A training mask is an image with intensity values 0 and 1, where 1 represents masked. Such a mask can be used to sample voxels for training.
- static get_mask(ground_truth: SimpleITK.Image, ground_truth_labels: list, label_percentages: list, background_mask: SimpleITK.Image | None = None) SimpleITK.Image [source]#
Gets a training mask.
- Parameters:
ground_truth (sitk.Image) – The ground truth image.
ground_truth_labels (list of int) – The ground truth labels, where 0=background, 1=label1, 2=label2, …, e.g. [0, 1]
label_percentages (list of float) – The percentage of voxels of a corresponding label to extract as mask, e.g. [0.2, 0.2].

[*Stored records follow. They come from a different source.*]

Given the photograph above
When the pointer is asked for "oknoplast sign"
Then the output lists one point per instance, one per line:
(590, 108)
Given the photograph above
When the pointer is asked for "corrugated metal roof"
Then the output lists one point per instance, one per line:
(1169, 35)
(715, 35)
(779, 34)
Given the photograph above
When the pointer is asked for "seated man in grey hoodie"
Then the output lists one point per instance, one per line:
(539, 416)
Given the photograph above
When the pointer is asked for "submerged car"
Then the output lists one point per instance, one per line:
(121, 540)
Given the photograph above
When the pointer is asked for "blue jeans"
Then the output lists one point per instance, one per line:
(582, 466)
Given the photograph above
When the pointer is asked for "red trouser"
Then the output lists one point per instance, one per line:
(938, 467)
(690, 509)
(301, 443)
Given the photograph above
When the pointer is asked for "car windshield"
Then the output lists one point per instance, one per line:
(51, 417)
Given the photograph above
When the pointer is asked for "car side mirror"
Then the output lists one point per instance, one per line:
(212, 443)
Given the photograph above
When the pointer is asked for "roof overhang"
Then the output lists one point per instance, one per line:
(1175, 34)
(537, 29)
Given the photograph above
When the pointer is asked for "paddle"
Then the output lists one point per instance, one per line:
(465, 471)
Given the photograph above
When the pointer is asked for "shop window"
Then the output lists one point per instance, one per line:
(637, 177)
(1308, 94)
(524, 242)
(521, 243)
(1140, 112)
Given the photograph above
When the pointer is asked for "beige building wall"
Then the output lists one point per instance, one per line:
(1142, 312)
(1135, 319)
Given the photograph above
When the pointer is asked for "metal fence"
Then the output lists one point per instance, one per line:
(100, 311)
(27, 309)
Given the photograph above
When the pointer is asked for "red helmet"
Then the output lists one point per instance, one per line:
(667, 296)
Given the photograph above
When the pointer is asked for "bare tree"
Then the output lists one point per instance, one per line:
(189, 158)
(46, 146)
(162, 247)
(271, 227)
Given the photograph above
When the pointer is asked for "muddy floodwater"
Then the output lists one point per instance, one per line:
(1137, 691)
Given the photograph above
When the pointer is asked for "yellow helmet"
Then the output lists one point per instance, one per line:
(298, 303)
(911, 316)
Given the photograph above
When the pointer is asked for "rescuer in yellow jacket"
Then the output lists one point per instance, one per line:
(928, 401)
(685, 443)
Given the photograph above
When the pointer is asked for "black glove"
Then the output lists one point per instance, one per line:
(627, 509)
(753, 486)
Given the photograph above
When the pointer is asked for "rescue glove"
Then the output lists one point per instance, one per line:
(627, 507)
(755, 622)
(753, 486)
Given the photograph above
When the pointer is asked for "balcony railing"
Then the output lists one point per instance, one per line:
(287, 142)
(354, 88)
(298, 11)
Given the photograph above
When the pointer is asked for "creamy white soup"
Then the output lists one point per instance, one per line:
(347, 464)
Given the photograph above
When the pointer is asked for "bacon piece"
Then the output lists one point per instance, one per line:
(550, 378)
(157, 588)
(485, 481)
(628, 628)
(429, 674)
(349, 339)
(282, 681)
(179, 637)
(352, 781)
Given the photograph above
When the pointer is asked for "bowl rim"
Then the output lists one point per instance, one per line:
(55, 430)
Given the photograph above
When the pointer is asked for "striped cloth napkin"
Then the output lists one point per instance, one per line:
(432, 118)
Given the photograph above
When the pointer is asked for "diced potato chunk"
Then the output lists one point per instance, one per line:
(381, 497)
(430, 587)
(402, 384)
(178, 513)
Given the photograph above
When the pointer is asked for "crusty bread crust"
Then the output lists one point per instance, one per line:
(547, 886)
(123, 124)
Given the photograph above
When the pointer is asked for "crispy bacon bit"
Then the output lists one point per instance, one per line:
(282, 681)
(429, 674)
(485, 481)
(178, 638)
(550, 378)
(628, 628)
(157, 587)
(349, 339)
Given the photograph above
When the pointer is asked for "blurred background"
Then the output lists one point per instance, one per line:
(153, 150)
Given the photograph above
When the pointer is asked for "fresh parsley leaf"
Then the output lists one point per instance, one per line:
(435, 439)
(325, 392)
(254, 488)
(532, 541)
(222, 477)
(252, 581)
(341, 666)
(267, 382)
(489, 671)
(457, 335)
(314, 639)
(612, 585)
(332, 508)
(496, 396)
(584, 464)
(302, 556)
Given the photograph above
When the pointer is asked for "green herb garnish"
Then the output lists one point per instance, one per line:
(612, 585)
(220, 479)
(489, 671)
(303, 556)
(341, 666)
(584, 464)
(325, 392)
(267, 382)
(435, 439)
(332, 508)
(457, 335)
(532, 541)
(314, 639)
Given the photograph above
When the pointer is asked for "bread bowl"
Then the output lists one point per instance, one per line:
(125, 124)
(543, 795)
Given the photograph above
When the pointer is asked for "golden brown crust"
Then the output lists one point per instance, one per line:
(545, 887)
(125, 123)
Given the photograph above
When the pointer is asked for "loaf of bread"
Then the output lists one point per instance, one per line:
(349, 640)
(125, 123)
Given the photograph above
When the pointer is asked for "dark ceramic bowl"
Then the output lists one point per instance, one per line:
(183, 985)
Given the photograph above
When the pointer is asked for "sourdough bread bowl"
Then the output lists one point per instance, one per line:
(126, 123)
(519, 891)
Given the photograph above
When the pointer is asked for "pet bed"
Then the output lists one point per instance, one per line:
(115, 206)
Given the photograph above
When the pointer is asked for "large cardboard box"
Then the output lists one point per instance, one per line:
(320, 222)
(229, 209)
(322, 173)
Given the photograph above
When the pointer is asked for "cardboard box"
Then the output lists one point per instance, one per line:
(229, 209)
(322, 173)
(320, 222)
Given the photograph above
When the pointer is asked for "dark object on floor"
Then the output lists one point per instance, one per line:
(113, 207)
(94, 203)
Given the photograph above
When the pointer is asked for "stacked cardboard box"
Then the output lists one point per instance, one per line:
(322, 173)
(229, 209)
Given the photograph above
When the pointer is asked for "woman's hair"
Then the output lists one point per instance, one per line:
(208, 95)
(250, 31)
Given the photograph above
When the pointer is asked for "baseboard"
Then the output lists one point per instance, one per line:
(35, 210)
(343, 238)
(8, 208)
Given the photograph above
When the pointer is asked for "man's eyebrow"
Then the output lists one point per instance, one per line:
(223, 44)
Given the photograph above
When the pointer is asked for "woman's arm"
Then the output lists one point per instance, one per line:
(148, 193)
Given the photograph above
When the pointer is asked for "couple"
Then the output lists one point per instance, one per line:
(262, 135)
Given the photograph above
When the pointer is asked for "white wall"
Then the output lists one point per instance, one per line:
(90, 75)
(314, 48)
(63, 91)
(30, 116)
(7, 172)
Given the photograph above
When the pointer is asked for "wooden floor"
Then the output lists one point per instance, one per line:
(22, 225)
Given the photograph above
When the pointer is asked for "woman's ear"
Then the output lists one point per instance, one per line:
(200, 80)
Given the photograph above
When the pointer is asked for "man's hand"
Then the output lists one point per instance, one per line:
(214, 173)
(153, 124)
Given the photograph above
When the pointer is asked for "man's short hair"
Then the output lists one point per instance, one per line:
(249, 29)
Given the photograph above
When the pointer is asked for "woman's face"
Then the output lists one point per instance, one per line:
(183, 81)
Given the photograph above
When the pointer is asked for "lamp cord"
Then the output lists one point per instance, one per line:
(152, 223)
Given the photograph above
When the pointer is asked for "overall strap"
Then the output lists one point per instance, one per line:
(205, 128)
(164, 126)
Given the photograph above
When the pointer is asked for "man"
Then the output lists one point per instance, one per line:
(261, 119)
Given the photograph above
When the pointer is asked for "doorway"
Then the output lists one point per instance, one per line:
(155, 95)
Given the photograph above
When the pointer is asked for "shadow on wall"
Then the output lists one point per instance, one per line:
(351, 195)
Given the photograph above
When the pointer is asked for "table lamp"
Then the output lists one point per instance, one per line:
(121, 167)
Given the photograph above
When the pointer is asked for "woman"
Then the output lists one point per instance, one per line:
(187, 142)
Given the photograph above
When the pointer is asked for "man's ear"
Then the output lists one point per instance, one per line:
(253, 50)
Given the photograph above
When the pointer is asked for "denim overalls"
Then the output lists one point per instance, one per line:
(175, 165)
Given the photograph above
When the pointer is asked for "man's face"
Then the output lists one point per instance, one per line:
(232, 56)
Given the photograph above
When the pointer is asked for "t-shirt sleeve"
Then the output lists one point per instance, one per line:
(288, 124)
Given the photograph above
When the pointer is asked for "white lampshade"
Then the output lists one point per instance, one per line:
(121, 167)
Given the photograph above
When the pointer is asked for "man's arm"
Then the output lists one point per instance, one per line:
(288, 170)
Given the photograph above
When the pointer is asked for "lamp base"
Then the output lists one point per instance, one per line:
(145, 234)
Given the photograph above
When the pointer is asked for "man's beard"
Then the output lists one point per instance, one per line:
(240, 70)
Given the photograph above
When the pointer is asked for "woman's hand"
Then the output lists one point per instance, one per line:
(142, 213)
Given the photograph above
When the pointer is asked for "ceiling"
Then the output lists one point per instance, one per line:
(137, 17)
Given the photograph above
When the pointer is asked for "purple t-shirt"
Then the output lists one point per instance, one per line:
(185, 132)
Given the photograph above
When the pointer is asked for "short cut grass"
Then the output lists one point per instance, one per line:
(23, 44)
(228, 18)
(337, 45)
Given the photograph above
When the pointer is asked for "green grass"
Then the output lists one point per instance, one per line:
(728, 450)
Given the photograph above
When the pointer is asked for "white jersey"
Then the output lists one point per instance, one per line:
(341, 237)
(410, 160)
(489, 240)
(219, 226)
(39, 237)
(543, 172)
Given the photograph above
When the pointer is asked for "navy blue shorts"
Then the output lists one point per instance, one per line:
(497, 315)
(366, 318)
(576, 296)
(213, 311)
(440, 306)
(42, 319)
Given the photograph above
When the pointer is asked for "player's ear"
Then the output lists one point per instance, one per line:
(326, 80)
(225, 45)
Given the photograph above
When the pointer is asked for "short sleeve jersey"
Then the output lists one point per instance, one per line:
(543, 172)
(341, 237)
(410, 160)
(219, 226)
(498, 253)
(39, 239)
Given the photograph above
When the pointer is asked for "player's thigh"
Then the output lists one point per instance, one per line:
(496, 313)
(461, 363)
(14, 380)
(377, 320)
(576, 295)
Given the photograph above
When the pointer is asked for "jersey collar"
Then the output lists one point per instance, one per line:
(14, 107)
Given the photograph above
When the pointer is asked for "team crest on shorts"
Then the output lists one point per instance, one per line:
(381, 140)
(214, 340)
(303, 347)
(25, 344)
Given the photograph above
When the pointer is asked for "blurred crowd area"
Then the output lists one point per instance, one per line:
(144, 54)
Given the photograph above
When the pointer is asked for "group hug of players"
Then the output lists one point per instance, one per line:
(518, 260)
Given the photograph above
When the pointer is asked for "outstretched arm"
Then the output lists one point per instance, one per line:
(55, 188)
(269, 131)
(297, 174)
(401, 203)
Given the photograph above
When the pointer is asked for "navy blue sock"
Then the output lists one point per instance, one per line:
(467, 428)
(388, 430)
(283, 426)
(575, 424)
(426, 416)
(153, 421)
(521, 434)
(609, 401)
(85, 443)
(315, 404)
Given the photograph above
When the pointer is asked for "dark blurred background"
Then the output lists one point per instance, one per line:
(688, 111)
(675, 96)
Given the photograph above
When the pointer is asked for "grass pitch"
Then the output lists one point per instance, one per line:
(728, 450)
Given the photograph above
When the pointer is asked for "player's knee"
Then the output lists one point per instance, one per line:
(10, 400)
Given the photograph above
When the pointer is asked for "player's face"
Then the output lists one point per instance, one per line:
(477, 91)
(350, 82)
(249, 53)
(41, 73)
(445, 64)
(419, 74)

background_mask (sitk.Image) – A mask, where intensity 0 indicates voxels to exclude independent of the
label. –
- Returns:
The training mask.
- Return type:
sitk.Image
- mialab.filtering.feature_extraction.first_order_texture_features_function(values)[source]#
Calculates first-order texture features.
- Parameters:
values (np.array) – The values to calculate the first-order texture features from.
- Returns:
A vector containing the first-order texture features:
mean
variance
sigma
skewness
kurtosis
entropy
energy
snr
min
max
range
percentile10th
percentile25th
percentile50th
percentile75th
percentile90th
- Return type:
np.array
Post-processing (mialab.filtering.postprocessing
module)#
The post-processing module contains classes for image filtering mostly applied after a classification.
Image post-processing aims to alter images such that they depict a desired representation.